Há dois anos, durante as limpezas grandes de Verão, constatei que os ferros das varandas precisavam de ser pintados. A tinta começava a lascar e, em algumas zonas, já acusavam ferrugem. Durante os (quase) 20 anos que a minha casa tem estes nunca tinham sido pintados e achei que era melhor ter agora o trabalho de manutenção, gastar meia dúzia de euros numa lata de tinta e os ferros durarem outros 20 anos, do que, daqui por um ou dois anos (ou talvez um pouco mais), ter de investir em ferros novos ou noutro tipo de proteção de varandas.

Assim, ganhei coragem e dediquei uma manhã e meia tarde da minha semana de férias para limpar as varandas e os ferros, passar com uma escova de arame nos ferros para soltar as lascas de tinta, proteger as varandas e as janelas com fita de papel, mantas e folhas de revista e por fim pintar os ferros com uma tinta do tipo Hammerite.


Também durante estes dias transplantei o primeiro abacateiro para a terra. Curiosamente o que se encontrava mais desenvolvido, e que mudei agora do frasco para a terra, foi o do terceiro abacate que consumi e cujo caroço é ligeiramente diferente dos dois primeiros (talvez por este motivo tenha um desenvolvimento diferente). Os dois primeiros já têm algumas raízes, mas o caule ainda é um pouco pequeno.

Aproveitando ainda este espirito de limpezas, organização e manutenção da casa, partilho uma dica caseirinha para limpeza e desentupimento de canos (quando digo desentupimento refiro-me às situações quando o tempo de escoamento da água pelo ralo/cano é muito demorado e não propriamente aos canos que se encontram 100% entupidos, neste último caso acho que a solução deverá passar por chamar o canalizador/empresa de desentupimento).

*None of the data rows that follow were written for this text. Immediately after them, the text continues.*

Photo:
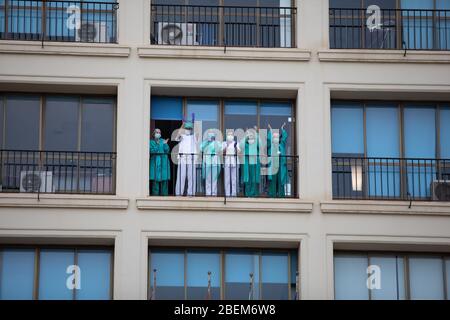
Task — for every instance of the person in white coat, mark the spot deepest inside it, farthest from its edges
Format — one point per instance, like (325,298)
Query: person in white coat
(186,161)
(231,150)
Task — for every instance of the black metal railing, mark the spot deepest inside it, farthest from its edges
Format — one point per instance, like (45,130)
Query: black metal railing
(189,25)
(391,178)
(57,172)
(62,21)
(226,176)
(407,29)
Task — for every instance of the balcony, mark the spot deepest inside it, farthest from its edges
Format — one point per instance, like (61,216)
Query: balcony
(360,178)
(397,29)
(60,21)
(204,175)
(223,26)
(60,172)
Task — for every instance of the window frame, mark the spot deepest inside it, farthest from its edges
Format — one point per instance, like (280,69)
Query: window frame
(43,109)
(405,255)
(75,248)
(222,251)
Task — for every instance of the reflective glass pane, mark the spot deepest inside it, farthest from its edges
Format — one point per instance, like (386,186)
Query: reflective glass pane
(240,114)
(275,276)
(238,267)
(205,111)
(392,278)
(350,277)
(347,128)
(199,263)
(53,274)
(426,278)
(22,122)
(95,267)
(169,266)
(445,132)
(97,125)
(166,108)
(16,274)
(61,123)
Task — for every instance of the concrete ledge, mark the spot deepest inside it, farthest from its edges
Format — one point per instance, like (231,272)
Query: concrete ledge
(61,48)
(383,56)
(12,200)
(233,53)
(217,204)
(386,207)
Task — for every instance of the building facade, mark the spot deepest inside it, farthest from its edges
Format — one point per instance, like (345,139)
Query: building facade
(359,92)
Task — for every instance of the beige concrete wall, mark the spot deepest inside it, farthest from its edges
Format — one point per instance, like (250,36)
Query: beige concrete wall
(314,223)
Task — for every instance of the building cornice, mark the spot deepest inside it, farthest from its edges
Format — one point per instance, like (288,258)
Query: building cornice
(383,56)
(221,53)
(218,204)
(386,207)
(62,201)
(61,48)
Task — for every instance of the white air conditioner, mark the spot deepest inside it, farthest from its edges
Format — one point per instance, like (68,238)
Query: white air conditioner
(36,181)
(173,33)
(440,190)
(92,32)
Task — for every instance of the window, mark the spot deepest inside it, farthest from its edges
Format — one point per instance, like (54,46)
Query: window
(262,23)
(409,24)
(222,274)
(61,123)
(24,20)
(401,160)
(44,273)
(65,119)
(17,274)
(97,126)
(402,276)
(426,278)
(240,115)
(22,114)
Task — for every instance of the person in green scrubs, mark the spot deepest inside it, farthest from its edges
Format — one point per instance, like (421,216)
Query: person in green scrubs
(277,171)
(159,165)
(251,167)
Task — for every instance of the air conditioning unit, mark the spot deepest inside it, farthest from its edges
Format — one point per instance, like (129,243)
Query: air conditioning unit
(36,181)
(440,190)
(173,33)
(92,32)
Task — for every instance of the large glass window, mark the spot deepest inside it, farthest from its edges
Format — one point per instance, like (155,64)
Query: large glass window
(167,275)
(97,127)
(56,273)
(61,123)
(420,25)
(350,277)
(60,126)
(242,268)
(22,115)
(391,276)
(246,274)
(388,150)
(206,111)
(203,275)
(426,278)
(242,116)
(17,274)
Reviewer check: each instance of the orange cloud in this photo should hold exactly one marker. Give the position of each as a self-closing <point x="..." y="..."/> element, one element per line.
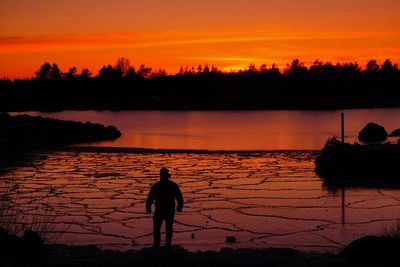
<point x="230" y="49"/>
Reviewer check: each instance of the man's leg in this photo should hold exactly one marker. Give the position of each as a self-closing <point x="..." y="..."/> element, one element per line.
<point x="169" y="221"/>
<point x="157" y="222"/>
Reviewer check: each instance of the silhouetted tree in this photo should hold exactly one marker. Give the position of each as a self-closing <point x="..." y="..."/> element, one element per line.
<point x="372" y="66"/>
<point x="44" y="71"/>
<point x="123" y="65"/>
<point x="144" y="72"/>
<point x="131" y="73"/>
<point x="72" y="73"/>
<point x="55" y="73"/>
<point x="296" y="68"/>
<point x="85" y="74"/>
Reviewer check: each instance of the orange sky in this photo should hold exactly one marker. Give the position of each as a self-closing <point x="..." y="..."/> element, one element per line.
<point x="167" y="34"/>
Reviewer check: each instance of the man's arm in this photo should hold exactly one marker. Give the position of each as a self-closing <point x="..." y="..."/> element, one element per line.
<point x="179" y="198"/>
<point x="150" y="200"/>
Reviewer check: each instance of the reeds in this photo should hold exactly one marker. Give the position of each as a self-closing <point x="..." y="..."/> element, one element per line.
<point x="15" y="217"/>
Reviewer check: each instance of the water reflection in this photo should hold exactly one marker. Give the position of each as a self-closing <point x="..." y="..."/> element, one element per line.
<point x="269" y="199"/>
<point x="232" y="130"/>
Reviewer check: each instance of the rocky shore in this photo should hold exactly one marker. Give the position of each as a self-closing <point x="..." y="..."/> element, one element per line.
<point x="22" y="134"/>
<point x="353" y="255"/>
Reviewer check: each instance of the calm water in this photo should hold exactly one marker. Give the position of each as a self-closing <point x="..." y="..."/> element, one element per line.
<point x="232" y="130"/>
<point x="264" y="199"/>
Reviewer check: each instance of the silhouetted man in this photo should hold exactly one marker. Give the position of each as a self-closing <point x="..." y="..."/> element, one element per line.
<point x="164" y="192"/>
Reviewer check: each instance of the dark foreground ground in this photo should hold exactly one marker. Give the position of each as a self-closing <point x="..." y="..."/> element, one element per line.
<point x="60" y="255"/>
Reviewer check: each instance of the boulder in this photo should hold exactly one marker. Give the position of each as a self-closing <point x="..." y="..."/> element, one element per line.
<point x="396" y="132"/>
<point x="230" y="239"/>
<point x="372" y="132"/>
<point x="372" y="248"/>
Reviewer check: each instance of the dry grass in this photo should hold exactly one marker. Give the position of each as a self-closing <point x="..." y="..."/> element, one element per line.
<point x="39" y="218"/>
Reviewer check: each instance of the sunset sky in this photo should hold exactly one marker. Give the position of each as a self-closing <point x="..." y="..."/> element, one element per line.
<point x="166" y="34"/>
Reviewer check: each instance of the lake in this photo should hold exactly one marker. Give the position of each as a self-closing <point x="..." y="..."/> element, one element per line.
<point x="231" y="130"/>
<point x="269" y="198"/>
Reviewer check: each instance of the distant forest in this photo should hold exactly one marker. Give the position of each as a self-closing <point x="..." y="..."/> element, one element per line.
<point x="322" y="85"/>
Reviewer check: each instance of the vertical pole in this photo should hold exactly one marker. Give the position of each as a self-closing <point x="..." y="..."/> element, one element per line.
<point x="343" y="208"/>
<point x="342" y="127"/>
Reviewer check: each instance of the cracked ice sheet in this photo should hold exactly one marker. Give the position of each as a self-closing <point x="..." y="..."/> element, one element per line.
<point x="263" y="199"/>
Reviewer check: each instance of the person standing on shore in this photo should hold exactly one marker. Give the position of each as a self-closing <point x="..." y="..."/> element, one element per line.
<point x="164" y="193"/>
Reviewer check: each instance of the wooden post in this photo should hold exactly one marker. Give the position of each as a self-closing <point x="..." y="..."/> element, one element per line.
<point x="342" y="127"/>
<point x="343" y="206"/>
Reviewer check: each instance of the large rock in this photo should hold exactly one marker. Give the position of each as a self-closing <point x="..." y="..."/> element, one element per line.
<point x="396" y="132"/>
<point x="372" y="132"/>
<point x="372" y="248"/>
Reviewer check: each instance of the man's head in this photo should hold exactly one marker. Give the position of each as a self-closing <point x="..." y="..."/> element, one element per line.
<point x="164" y="173"/>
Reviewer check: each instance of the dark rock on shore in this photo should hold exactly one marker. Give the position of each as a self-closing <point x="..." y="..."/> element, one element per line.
<point x="59" y="255"/>
<point x="14" y="249"/>
<point x="24" y="132"/>
<point x="373" y="249"/>
<point x="396" y="132"/>
<point x="372" y="132"/>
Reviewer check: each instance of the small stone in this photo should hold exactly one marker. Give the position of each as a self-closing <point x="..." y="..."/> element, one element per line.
<point x="230" y="239"/>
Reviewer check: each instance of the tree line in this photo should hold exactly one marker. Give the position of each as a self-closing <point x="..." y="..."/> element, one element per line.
<point x="321" y="85"/>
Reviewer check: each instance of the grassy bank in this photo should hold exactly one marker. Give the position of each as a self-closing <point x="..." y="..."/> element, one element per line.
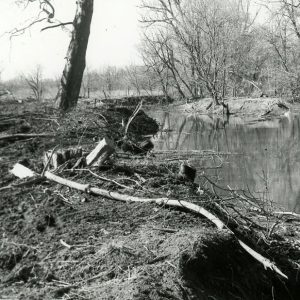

Vi esta “receita” em vários vídeos no Facebook e também em publicações no Pinterest e por isso decidi experimentá-la no Inverno passado, podendo comprovar que funciona e penso que não seja prejudicial à canalização (se alguém souber de um motivo contrário, partilhe). Até então usava sempre aqueles produtos próprios para o efeito ou ácido muriático, mas esta solução parece-me mais amiga do ambiente e menos perigosa, sendo que o vinagre é um ingrediente com boas propriedades antissépticas.

Usei apenas:
Vinagre
Bicarbonato de sódio
Água quente

Numa panela coloquei a água para ferver. Deitei um pouco de bicarbonato de sódio (2 ou 3 colheres de chá, consoante a situação) no ralo/entrada do cano e, em quantidade igual, verti o vinagre começando a reação entre os dois.

Conforme termina o barulho “efervescente” da reação adicionei um pouco mais de vinagre e aguardei que a reação terminasse, pois por vezes o vinagre que é adicionado inicialmente não chega a toda a quantidade de bicarbonato de sódio (até porque não dá para ver muito bem para onde estamos a “fazer pontaria”).

Por fim, deitei a água, que aqueci na panela, pelo cano e quando esta acabou deitei um pouco de água fria corrente para ter a certeza que não fica nada por lavar.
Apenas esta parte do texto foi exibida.